Tutorial: Search for improbable travel

This tutorial shows you how to implement the classic security authentication problem of “improbable travel”, or “the Superman problem”. When user activity is tagged with geographic locations and times, those locations and times can be analyzed to determine how quickly a person would have needed to move between the locations. Could they realistically have traversed the distance between those locations within the time between the events? Any successful authentication events that exceed 500mph (804 km/h) are potentially useful alerts from this use case, though there are some potential false positive cases that we will discuss.

Requirements:

  1. You will need an event Dataset that has fields for a user’s action (such as authentication records) and the user’s latitude and longitude. The location fields should be type float64 for use with the OPAL function haversine_distance_km, which computes the distance between two locations.

  2. If latitude and longitude are not already present in your data, they can be produced from IPv4 addresses using Observe’s lookup_ip_info verb.

  3. You will want to review the rest of the data set for more distinguishing fields to group by in order to increase the strength of your search. For example, you might also group by the user’s device so that you don’t unintentionally blend laptop and mobile phone activity, which can create a false positive.

Choosing the Source Dataset

Identify the desired fields in your selected Dataset. In this example data, we will group by the src field as our device/user of interest and the src_lat for latitude and src_long for longitude values.

When planning for an improbable travel data set you should consider the desired time range and granularity. It is best to review a shorter window of data in order to balance alert sensitivity with performance, such as four hours. It may also be best to avoid summarizing commands such as timechart or statsby, so that the details of individual records are not missed. Note that these commands can be quite useful for related use cases, such as a dashboard showing the amount of traffic per region.

Source Data for the Improbable Travel search

Figure 1 - Source Data for the Improbable Travel search

Finding Travel Distance and Speed

To solve the improbable travel problem, we will add two geographic metrics to the data:

  • Distance between successive events: travel_distance

  • Speed needed to traverse that distance: travel_speed

  1. Open your Dataset in a new worksheet

  2. Open the OPAL Console panel

  3. Use the following OPAL to create travel_distance and travel_speed

// Rename the source dataset columns to standardize them
rename_col lat:src_lat, long:src_long

// Filter for events with latitude
filter (not is_null(lat))

// Obtain the latitude, longitude, timestamp from the previous event in time by user
// The lag option allows the fetching of the values from previous event
// The frame option is required to ensure the metrics can be accelerated to enable monitor setup
make_col lat_previous:window(lag(lat, 1), frame(back:1440m), group_by(user), order_by(timestamp)),
    long_previous:window(lag(long, 1), frame(back:1440m), group_by(user), order_by(timestamp)),
    timestamp_previous:window(lag(timestamp, 1),frame(back:1440m), group_by(user), order_by(timestamp))

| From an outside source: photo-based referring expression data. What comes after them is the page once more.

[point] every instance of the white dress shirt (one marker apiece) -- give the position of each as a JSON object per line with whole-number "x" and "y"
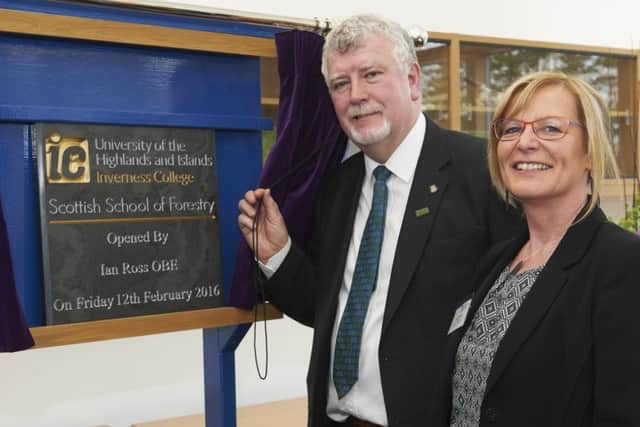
{"x": 365, "y": 400}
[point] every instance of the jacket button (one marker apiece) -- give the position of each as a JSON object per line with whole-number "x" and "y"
{"x": 491, "y": 414}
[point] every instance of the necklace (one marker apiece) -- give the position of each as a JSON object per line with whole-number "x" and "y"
{"x": 518, "y": 265}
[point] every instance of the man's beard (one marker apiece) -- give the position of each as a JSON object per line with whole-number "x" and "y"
{"x": 371, "y": 135}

// compute the distance (Km) between the previous and current locations
make_col distance:haversine_distance_km(
    lat, long,   // Current Event Location
    lat_previous,    long_previous    // Previous Event Location
    )

// Obtain the Duration type value between the previous and current timestamps
make_col event_duration:(duration(timestamp_previous, timestamp))
// Convert the Duration to hours
make_col event_duration_hr:event_duration/1h
// Compute the speed using the Distance (Km)  and Speed (Hr) for Km/hr
make_col speed:distance/event_duration_hr

sort desc(timestamp),asc(user)

// Create Metrics from Speed
make_col metrics:make_object("travel_speed":speed,"travel_distance":distance)
flatten_leaves metrics

// Reduce to the columns needed to produce our metrics
pick_col BUNDLE_TIMESTAMP,
  valid_from:timestamp,
  user,
  src,
  metric:string(_c_metrics_path),
  speed:float64(_c_metrics_value)
  
interface "metric",
     metric:metric,
     value:speed

// non documented UI command to highlight rows
highlight speed>=804
  1. Click Run and check that the values are correct.

Adding Distance and Speed to the Improbable Travel search

Figure 2 - Adding Distance and Speed to the Improbable Travel search

  1. Click Publish New Dataset and name it (e.g. Improbable Travel Metrics), then click Publish to publish the new Dataset

Creating the Monitor:

When we created the dataset, we did not describe the speed limit. In this step, we will create a monitor and add a filter for our speed limit.

  1. Open your saved Metrics Dataset

  2. Click Create Monitor

  3. Click Edit Monitored Dataset

  4. Open the Opal console window and add the following to the end:

// Filter for the travel_speed metric where it is equal or over 804 km/h 
filter metric = "travel_speed" and speed>=804
  1. Click Apply to update the monitored Dataset

  2. Set the type to Count and time window to the past hour.

Setting up the Improbable Travel monitor

Figure 3 - Setting up the Improbable Travel monitor

  1. Set the alert grouping to src as this is our device/user field.

Setting up group_by in the Improbable Travel monitor

Figure 4 - Setting up group_by in the Improbable Travel monitor

  1. As these are simple point-in-time alerts, we do not need status updates.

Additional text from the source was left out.